噂の生徒会長 | ナノ

大っ嫌い、単純に。(2/6)








母親が亡くなってからというもの、父親の女癖が非常に悪くなった。


そんな父親がとても嫌いだった。



母さんがいた頃は、家族を優先して早く帰ってくる様な父親だったのに。

今では見る影もない。



だから家に帰るのは嫌だった。


朝早くに学校に行くのも、そして、学校から帰るのは基本遅いのも、そのためだ。



誰とも会話しない1週間なんて、当たり前のようにあった。


それが今はどうだろう。



「ポートガス・D・エース…」



部屋に鞄を下ろし、呟いた。


彼は毎日の様に自分に絡む。

別に性格が捻くれている訳でもないし、嫌われ者でもない。



謎が多い男だ。



こいつのお陰で、12回目となる今読んでいる本が、なかなか進まない。



そしつゆいの口からは、ため息が零れた。











テストの順位が張り出される今日。



ゆいはいつもは通り過ぎる廊下で、目を見開いていた。



なぜなら…



「2位…だと、」



惜しくも合計点数2点差で、2位に転落していた。

500満点中、496点のゆい。


ゆいの下は相変わらず50点以上の差がある。



だが、ゆいの上には498点の文字が…



廊下に次々と群がる生徒達も、自分の順位よりそちらを見て驚く。



「おい、転入生の武勇伝がまた一つ増えたぞッ!」



叫び回る男子生徒。


そう、ゆいの順位を2点差で抜いた奴は…



「よお、ゆい。
お前朝早いな。
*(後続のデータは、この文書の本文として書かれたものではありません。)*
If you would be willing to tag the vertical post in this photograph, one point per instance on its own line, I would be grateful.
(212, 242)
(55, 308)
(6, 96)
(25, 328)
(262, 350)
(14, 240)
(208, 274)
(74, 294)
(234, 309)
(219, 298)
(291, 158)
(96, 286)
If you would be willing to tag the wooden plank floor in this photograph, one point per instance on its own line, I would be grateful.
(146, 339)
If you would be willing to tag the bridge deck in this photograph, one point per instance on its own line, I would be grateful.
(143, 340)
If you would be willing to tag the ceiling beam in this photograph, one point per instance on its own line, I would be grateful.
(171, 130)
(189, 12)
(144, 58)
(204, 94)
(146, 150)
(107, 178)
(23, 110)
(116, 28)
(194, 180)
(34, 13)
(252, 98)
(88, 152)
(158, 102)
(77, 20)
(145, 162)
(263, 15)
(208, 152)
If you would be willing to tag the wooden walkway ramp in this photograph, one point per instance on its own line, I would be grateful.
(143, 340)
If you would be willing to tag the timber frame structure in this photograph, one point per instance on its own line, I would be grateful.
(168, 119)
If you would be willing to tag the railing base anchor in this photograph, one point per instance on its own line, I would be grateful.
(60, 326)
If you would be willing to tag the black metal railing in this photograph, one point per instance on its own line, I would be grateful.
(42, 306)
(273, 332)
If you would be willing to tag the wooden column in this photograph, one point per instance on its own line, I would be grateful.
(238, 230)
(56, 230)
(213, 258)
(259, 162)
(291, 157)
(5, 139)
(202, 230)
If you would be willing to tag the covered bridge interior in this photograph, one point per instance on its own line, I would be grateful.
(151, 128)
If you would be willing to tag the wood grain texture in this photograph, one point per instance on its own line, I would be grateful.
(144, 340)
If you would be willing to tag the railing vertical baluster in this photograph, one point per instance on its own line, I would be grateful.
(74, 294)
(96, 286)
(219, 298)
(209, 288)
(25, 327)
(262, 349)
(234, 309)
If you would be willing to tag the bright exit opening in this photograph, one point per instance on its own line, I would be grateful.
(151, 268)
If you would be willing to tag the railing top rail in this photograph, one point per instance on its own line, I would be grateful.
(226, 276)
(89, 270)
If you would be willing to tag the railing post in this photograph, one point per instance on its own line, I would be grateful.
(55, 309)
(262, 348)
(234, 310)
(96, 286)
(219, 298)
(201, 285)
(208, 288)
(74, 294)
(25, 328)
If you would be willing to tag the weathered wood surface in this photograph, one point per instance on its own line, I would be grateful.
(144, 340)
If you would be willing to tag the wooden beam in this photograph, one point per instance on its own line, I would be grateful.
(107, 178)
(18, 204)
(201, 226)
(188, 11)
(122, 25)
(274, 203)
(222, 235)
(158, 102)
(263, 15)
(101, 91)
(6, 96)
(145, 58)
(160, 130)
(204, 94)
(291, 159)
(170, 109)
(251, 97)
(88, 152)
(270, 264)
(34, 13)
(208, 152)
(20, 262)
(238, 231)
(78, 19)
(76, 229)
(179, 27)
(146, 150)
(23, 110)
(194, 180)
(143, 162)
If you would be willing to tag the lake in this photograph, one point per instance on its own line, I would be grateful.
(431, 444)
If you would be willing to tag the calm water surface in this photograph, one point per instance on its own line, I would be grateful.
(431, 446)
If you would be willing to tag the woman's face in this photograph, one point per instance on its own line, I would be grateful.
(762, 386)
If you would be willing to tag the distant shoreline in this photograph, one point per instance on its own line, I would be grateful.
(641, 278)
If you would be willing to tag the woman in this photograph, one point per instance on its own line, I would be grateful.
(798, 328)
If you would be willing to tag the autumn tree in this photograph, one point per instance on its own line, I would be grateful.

」



「…ポートガス・D・エースッ!」



「な、なんだ?」



軽く欠伸をしながらゆいに話しかけたエース。



そして彼をキッと睨みながら、1番上の名前を指差したゆい。

エースは訳がわからないまま、ゆいの指の先を見た。



「おお、俺あと2点で満点!」



「その2点じゃないッ!」



ゆいは悔しそうな目をエースに向けて、その場を走って去って行った。



走り方可愛いな、おい。

そんな事、死んでも言えないエース。